Dentro da prefeitura, a postura muda pouco. O único assessor que goza da intimidade do prefeito fora do Palácio Matarazzo é o secretário dos Negócios Jurídicos, Luís Massonetto, que esteve com Haddad no Ministério da Educação. As famílias Haddad e Massonetto se frequentam e dividem pizzas nos finais de semana. Massonetto é um técnico discreto e, assim como o chefe, de origem acadêmica. Ambos cursaram a Faculdade de Direito da USP. Além de Massonetto, Leonardo Barchini Rosa, secretário de Relações Internacionais e Federativas, a quem Haddad se refere apenas como “Léo”, é outro com acesso direto a ele. Assim como Massonetto, Rosa é oriundo do Ministério da Educação e da universidade. A ele, Haddad confiou a missão de organizar a candidatura de São Paulo para sediar a Expo 2020, uma das prioridades de sua gestão. Com os demais secretários da administração, inclusive os mais graduados do PT, a relação é formal. “Temos sofrido um pouco na mão dele. Ele liga, cobra, pergunta do prazo. Sobre a implantação da rede Wi-Fi nas praças, ele ligou e eu disse que, em outubro, inauguraria as primeiras. Aí, ele me cobrou dizendo que eu tinha dito que era setembro”, afirma o deputado estadual licenciado Simão Pedro, secretário de Serviços.

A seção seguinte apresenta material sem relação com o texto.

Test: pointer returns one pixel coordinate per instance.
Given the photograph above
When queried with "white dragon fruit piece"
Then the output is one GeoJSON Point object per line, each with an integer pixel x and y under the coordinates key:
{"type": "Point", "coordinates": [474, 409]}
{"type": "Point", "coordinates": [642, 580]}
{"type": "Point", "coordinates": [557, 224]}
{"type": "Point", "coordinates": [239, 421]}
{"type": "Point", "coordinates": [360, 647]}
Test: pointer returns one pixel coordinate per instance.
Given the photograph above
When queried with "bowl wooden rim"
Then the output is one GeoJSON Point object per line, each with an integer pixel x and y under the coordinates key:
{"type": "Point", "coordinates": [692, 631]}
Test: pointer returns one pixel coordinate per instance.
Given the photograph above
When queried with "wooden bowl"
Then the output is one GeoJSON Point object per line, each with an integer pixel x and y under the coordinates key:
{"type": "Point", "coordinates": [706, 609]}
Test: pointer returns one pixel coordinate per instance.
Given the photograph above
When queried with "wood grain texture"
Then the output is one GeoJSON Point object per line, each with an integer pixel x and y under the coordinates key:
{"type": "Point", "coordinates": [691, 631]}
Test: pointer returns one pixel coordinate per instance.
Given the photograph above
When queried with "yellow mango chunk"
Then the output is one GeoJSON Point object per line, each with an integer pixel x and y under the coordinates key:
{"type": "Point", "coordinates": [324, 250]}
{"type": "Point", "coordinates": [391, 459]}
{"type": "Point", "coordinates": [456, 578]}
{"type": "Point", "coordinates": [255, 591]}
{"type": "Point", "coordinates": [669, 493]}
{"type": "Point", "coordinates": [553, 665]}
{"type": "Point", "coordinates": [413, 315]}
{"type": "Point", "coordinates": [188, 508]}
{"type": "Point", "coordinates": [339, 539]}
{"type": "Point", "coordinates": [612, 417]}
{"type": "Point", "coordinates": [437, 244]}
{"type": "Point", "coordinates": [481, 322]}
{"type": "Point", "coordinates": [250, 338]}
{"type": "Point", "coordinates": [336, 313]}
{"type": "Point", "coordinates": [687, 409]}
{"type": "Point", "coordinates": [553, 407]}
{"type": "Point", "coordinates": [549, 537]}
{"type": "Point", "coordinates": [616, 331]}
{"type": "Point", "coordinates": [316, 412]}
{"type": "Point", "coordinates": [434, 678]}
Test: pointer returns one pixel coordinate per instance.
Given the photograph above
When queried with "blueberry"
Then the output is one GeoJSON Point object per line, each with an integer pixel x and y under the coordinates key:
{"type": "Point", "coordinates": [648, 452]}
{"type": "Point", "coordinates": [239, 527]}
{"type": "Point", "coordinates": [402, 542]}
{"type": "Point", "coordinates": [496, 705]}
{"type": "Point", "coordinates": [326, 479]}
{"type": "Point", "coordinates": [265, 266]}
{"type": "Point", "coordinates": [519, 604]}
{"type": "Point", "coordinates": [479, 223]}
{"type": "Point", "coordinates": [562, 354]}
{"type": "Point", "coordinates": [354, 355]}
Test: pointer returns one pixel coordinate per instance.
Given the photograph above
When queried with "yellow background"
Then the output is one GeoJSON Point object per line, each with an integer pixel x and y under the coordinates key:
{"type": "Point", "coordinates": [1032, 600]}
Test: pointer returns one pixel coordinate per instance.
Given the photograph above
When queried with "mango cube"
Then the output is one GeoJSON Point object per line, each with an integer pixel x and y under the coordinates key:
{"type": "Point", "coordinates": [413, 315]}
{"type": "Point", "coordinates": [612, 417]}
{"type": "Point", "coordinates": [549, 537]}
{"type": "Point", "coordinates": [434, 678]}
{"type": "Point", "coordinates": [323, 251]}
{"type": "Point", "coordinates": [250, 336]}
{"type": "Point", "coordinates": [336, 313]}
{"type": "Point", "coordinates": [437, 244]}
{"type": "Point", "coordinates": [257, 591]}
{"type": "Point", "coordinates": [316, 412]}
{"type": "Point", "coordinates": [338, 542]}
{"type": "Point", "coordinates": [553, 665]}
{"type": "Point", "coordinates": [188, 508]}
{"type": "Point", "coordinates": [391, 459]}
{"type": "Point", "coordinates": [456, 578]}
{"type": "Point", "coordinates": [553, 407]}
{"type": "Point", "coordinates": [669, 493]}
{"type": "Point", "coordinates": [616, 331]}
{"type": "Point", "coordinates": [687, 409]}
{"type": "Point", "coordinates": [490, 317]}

Haddad chega cedo ao gabinete, cumpre agendas externas, intensas nos últimos dias após as cobranças do partido, depois volta para a prefeitura, para os despachos finais do dia. Só vai embora quando a mulher dele, Ana Estela, dentista e professora da USP, começa a reclamar a presença do marido com os filhos Frederico, de 20 anos, e Ana Carolina, de 12, no apartamento da família no bairro da Vila Mariana. Com jornadas prolongadas, ele tem pouco tempo para seus hobbies, como tocar violão. A relação com Lula esfriou nos últimos meses, mas ainda é constante. Eles conversam regularmente ao telefone e se encontram a cada 15 dias, num seleto grupo comandado por Lula para analisar e discutir a conjuntura política do país e do exterior. “Lula gosta muito dele, mas já disse que não enfiará a mão em cumbuca para salvar o Haddad”, afirma um petista ligado a Lula. Tradução: o poste precisa andar sozinho.
Assim como o presidente dos EUA, Barack Obama, em seu início de mandato, Haddad mantém um distanciamento em relação ao mundo da política. Seus aliados definem essa postura distante como uma espécie de “choque cultural”. Se quiser mesmo se consolidar como o futuro do PT – um partido que, depois de perder quadros importantes no mensalão, precisa mais do que nunca de caras novas –, Haddad terá de fazer como Obama e mergulhar na política. Trata-se de uma longa travessia em águas barrentas – e o desafio de Haddad é evitar sair enlameado, como tantos outros colegas de partido.